I have a controller that is stateless which takes care of processing forms. This is defined as ApplicationScoped. On my page I have a form associated to a backing bean defined as a ViewScoped.
The error I got when I want to process the form:
serverError: class com.sun.faces.mgbean.ManagedBeanCreationException Unable to create managed bean myController. The following problems were found:
- The scope of the object referenced by expression #{myFormBean}, view, is shorter than the referring managed beans (myController) scope of application
In my form:
Name: <h:inputText value="#{myFormBean.name}" id="name" />
<h:commandButton value="Save Name" action="#{myController.processForm}">
<f:ajax render="nameResult" />
</h:commandButton>
Your name is <h:outputText value="#{myFormBean.name}" id="nameResult"/>
The controller:
@ManagedBean
@ApplicationScoped
public class MyController {
@ManagedProperty("#{myFormBean}")
private MyFormBean myBean;
public void processForm() {
System.out.println(myBean.getName());
// Save current name in session
FacesContext.getCurrentInstance().getExternalContext().getSessionMap().put(
"name", myBean.getName());
}
}
The backing bean:
@ManagedBean
@ViewScoped
public class MyFormBean {
private String name;
public String getName() {
return name;
}
public void setName(String name) {
this.name = name;
}
}
I could solve that by setting the controller as SessionScoped but it’s not a clean way since the controller is stateless, so I don’t need one controller for each session. One controller for the whole application should be sufficient.

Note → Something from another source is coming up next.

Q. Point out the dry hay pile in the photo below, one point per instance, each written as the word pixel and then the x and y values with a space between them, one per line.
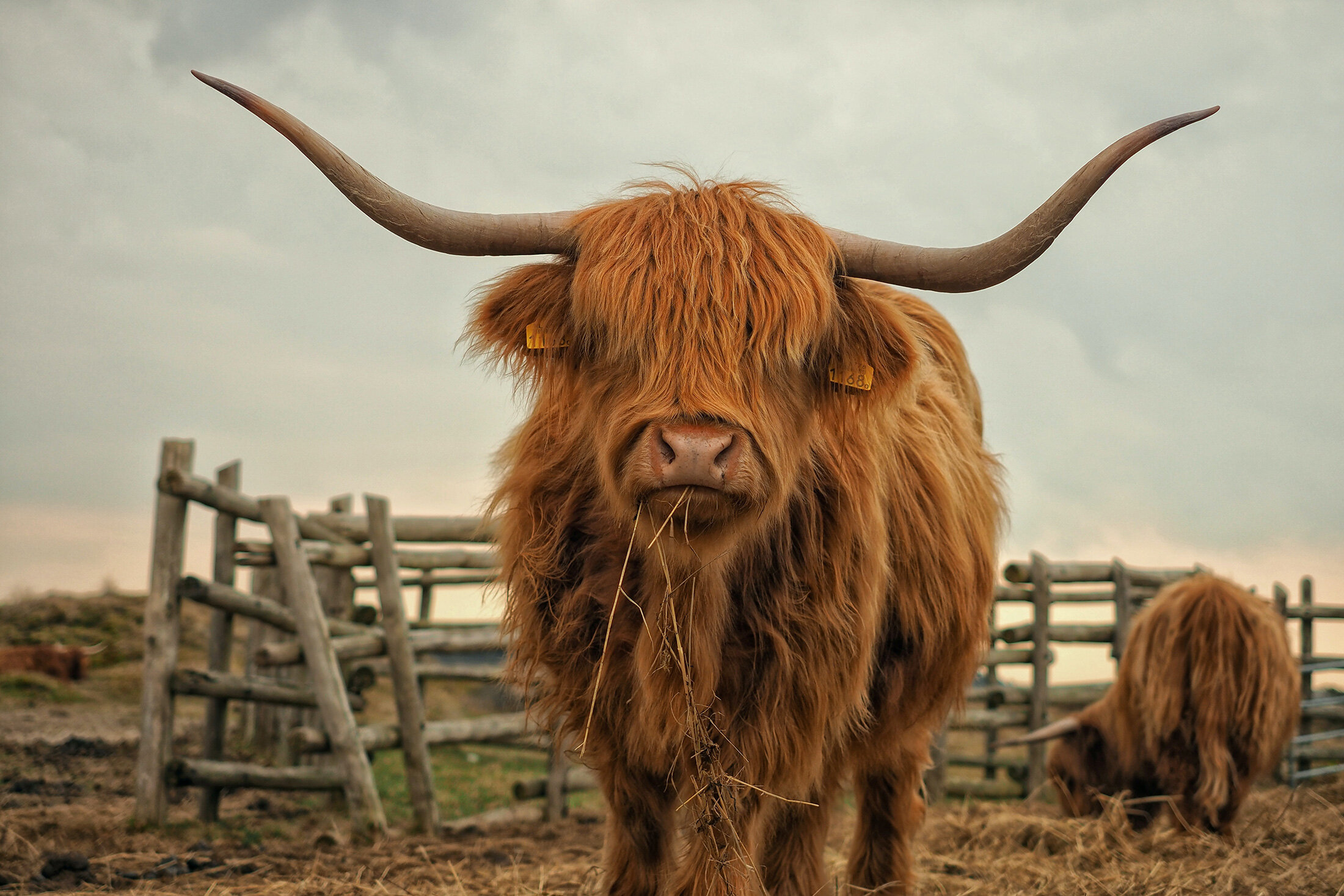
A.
pixel 1288 844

I have a Spring MVC background, that’s why I am confused on how to do things with JSF 2.0
There is a flaw in your design. Your controller is not stateless at all. It has a property which is different for each request/view, namely the
myBean. If it was supported, then every new request/view would override the previously set one and the enduser will face the property value of a completely different enduser. This leads to problems in high concurrent situations.You need to make it request/view scoped instead of application scoped. Still then, I believe that you have to approach it completely different. You’re manually setting an attribute in the session scope in the action method instead of setting it as a property of an (injected) session scoped bean. How to solve it properly depends on the functional requirement which is not clear from the question.